中世城郭研究の第一人者である八巻孝夫氏が作成した縄張図を見ると、高城の巧みな防御設計がより明確に理解できます 38 。図からは、西側の尾根に連続して設けられた複数の空堀(堀切)が、いかにして敵の直線的な侵攻を阻むかが見て取れます。それぞれの曲輪は独立性が高く、一つが突破されても次の曲輪で抵抗できるようになっています。虎口(出入り口)も、敵が容易に進入できないよう、内側に折り曲げられたり(内枡形)、土塁で囲まれたりするなどの工夫が凝らされていたと推測されます。このような専門家による実測に基づいた縄張図は、失われた建物を補い、城の機能性を視覚的に復元するための極めて重要な学術資料です 41 。
平成4年(1992年)以降、木城町教育委員会によって高城跡の発掘調査が複数回実施されており、文献史料だけでは知り得ない城の実像が徐々に明らかになっています 34 。調査では、日常的に使われたと考えられる土師質土器のほか、中国産とみられる青磁や白磁の椀、皿といった高級な陶磁器も多数出土しています 34 。これらの出土遺物の年代は、その大部分が16世紀、特に後半に集中していることが判明しています 34 。これは、山田有信が城主となり、二度の大規模な籠城戦が繰り広げられた時期と完全に一致しており、高城がこの時代に最も活発な軍事拠点として機能していたことを考古学的にも裏付けています。
青磁や白磁といった輸入品は、当時、非常に高価な高級品でした。これらが純粋な軍事施設である山城から出土するという事実は、興味深い考察を促します。これは、城主である山田有信や彼に付き従う上級武士たちが、緊迫した戦時下においても、一定水準の文化的で格式ある生活を営んでいた可能性を示唆しています。このことから、高城は単に兵士が詰めるだけの最前線の砦というだけでなく、地頭が政務を執り、地域の支配者として振る舞うための威信財を備えた、地域の政治・経済の中心地としての機能も併せ持っていたことが窺えます。
発掘調査では、遺物だけでなく、城の構造を示す遺構も確認されています。特に、本丸と二の丸を隔てる第一空堀や、西側の尾根に連なる5本の空堀跡(第2から第6空堀)は、その存在と規模が明確になりました 34 。また、曲輪内からは建物の存在を示す柱の穴の跡なども検出されており 37 、かつて城内にどのような施設が建てられていたのかを具体的に推測する手がかりとなっています。
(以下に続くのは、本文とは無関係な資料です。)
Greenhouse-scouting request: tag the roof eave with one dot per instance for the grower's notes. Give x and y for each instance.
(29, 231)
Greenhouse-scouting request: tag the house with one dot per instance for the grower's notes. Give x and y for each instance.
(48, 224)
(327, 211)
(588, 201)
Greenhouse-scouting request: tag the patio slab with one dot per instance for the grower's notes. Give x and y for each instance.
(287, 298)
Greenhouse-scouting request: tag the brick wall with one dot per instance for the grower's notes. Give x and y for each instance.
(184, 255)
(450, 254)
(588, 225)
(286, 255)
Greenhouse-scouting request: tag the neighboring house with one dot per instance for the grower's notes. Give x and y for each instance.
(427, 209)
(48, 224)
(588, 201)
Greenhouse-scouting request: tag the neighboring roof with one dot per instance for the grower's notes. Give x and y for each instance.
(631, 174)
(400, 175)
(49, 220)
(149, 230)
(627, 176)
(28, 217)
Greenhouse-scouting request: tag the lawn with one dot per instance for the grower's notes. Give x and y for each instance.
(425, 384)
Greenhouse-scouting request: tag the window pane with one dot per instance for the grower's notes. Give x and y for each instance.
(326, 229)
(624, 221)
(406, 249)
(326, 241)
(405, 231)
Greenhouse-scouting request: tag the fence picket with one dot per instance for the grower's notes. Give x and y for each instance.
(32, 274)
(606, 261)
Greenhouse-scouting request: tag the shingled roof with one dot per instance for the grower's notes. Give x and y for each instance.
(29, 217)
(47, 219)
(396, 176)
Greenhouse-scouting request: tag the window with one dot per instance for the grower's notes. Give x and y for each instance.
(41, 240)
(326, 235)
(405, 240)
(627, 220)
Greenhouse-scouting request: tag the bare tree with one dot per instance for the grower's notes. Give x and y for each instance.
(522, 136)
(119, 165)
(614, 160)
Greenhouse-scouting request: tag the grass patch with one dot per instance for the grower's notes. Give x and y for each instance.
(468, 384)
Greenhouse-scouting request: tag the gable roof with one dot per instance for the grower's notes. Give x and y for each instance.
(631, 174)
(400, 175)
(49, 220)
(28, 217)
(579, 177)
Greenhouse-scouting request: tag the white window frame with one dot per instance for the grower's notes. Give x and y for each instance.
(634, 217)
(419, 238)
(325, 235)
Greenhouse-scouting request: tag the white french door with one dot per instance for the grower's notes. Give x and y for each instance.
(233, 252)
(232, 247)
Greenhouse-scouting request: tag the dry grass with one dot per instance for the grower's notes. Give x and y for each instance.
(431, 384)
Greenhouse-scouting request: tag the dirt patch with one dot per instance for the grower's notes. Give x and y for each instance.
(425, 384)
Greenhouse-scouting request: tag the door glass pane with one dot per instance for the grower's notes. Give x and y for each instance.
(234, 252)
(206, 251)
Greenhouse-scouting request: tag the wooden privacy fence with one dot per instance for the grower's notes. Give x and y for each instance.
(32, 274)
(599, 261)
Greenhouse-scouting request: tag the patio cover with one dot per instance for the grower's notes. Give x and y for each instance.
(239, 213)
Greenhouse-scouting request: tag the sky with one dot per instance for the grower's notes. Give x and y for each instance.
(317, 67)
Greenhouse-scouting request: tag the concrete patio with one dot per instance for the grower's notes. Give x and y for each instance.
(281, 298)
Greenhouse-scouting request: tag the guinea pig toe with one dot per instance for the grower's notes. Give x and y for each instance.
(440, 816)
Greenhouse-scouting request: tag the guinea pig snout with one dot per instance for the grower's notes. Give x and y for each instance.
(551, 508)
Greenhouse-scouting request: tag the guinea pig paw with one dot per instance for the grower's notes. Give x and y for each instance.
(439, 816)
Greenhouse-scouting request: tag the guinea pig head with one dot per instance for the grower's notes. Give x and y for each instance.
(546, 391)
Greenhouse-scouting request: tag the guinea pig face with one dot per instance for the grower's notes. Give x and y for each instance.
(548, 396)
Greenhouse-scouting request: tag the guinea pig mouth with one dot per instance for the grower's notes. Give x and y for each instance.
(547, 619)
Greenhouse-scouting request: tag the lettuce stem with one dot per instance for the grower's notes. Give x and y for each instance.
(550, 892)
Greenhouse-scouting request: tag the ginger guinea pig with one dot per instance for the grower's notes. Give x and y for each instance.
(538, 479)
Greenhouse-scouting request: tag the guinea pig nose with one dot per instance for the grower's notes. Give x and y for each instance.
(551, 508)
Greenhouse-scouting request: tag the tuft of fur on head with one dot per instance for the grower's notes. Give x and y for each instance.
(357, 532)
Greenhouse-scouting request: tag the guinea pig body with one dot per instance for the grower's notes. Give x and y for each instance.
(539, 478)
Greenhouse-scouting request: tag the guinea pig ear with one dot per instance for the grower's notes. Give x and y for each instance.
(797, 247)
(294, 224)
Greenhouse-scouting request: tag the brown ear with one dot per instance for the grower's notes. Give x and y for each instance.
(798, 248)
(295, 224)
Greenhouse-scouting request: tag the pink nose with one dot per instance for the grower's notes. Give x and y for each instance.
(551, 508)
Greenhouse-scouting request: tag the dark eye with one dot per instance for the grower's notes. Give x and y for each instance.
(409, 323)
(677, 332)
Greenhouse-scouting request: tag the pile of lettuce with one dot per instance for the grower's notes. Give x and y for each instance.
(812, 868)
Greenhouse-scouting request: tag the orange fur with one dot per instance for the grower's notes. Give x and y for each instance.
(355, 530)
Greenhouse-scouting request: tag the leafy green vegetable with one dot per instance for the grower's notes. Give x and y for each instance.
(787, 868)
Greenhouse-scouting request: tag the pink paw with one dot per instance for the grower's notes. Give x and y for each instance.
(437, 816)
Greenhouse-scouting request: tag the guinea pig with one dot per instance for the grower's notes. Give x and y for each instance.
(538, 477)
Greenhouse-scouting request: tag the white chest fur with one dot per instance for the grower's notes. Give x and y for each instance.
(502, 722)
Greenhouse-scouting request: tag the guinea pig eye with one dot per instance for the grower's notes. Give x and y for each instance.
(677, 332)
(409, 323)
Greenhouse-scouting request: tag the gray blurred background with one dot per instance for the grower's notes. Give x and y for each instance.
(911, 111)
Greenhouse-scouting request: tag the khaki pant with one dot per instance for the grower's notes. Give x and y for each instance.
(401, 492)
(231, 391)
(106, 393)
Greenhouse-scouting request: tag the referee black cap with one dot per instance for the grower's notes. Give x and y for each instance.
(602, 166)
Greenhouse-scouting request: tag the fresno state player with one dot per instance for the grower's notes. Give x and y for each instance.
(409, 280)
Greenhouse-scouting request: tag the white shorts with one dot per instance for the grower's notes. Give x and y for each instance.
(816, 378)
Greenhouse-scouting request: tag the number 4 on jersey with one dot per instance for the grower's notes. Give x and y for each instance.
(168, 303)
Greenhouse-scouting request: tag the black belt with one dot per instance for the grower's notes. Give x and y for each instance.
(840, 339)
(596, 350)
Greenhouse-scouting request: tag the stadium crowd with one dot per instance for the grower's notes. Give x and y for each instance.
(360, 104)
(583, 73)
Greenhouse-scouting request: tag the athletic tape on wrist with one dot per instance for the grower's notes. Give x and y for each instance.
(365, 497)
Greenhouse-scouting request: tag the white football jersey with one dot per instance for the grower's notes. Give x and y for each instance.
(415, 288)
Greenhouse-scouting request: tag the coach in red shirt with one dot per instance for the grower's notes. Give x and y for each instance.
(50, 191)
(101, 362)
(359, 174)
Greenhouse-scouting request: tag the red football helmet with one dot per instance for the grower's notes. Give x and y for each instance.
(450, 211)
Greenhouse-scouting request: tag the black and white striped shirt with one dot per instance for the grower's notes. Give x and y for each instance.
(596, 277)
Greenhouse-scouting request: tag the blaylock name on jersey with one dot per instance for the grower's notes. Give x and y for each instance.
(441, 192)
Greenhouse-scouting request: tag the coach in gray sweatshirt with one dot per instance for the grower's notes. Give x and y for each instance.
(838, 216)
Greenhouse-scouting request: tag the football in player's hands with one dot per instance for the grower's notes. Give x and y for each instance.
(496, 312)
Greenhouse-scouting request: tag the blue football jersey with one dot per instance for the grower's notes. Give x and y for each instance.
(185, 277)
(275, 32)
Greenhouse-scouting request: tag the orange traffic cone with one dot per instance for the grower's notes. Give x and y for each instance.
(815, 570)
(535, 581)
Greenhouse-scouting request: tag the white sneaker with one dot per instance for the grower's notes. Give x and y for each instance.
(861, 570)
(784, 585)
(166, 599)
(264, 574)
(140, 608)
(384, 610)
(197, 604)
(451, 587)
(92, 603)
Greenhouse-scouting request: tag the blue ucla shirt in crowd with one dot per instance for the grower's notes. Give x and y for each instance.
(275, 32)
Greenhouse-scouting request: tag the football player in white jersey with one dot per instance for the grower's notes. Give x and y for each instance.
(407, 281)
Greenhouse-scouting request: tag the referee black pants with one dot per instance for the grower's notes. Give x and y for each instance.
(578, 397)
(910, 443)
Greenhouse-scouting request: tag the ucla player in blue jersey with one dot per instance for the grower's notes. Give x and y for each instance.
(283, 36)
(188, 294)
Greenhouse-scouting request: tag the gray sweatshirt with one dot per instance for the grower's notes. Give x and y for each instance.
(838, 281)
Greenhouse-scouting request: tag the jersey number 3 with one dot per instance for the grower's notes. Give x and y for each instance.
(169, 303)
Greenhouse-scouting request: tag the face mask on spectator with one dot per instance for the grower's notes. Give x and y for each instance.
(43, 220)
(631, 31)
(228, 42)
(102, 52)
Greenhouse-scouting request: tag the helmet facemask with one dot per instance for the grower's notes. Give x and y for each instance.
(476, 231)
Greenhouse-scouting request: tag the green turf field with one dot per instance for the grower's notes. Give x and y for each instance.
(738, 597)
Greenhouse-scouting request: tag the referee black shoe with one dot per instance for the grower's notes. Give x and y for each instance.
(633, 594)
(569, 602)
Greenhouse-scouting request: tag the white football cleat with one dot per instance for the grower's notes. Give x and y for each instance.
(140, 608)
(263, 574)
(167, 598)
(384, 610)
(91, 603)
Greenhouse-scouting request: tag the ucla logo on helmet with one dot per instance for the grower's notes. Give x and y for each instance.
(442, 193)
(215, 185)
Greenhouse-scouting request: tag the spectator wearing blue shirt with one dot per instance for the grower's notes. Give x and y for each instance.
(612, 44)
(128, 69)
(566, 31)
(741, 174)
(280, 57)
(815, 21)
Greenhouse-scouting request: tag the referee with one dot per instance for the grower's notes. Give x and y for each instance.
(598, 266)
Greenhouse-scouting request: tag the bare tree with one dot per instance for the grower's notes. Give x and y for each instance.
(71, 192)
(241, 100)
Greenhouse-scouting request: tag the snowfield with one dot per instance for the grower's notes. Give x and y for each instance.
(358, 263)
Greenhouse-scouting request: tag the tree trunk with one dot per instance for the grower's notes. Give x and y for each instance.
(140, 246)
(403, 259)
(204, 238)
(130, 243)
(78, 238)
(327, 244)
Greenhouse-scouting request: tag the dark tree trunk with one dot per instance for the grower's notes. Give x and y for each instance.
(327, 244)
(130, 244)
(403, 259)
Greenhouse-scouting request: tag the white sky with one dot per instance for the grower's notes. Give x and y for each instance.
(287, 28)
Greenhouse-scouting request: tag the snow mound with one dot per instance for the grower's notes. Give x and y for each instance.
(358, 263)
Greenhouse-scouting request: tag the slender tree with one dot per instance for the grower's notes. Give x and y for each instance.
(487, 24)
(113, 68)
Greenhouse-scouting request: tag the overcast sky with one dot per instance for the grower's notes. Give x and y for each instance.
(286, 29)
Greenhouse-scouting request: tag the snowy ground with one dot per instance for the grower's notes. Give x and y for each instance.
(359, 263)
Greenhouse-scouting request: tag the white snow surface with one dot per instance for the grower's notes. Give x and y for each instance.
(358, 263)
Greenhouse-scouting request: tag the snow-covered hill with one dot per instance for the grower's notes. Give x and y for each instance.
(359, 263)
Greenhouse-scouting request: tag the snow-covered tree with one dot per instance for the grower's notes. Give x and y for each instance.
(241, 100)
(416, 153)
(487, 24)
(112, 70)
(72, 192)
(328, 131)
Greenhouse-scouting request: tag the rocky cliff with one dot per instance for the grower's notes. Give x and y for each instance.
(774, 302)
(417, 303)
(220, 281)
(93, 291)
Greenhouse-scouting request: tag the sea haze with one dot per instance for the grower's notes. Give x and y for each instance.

これらの発掘調査の成果は、高城が16世紀後半に大規模な軍事拠点として激しい攻防の舞台となったという文献史料の記述を、物的証拠によって強力に補強するものです。土の中から現れた陶磁器の破片や遺構は、450年以上の時を超えて、この城で繰り広げられた歴史の真実を雄弁に物語っています。今後のさらなる調査、特に未だ謎に包まれている麓の「平城」の実態が解明されることにより、高城の全体像はより一層鮮明になることが期待されます。
天正15年(1587年)の豊臣秀吉による九州平定は、日向国の勢力図を再び大きく塗り替えました。島津氏が降伏した後、秀吉が行った「国割り」によって、高城は日向北部の高鍋城主となった秋月種実の所領に組み入れられました 5 。秋月氏はもともと筑前の大名でしたが、島津氏に与したため減封され、この地に移封されたのです。戦国の英雄たちが鎬を削った高城は、近世大名・秋月氏の支配下で、新たな時代を迎えることになりました。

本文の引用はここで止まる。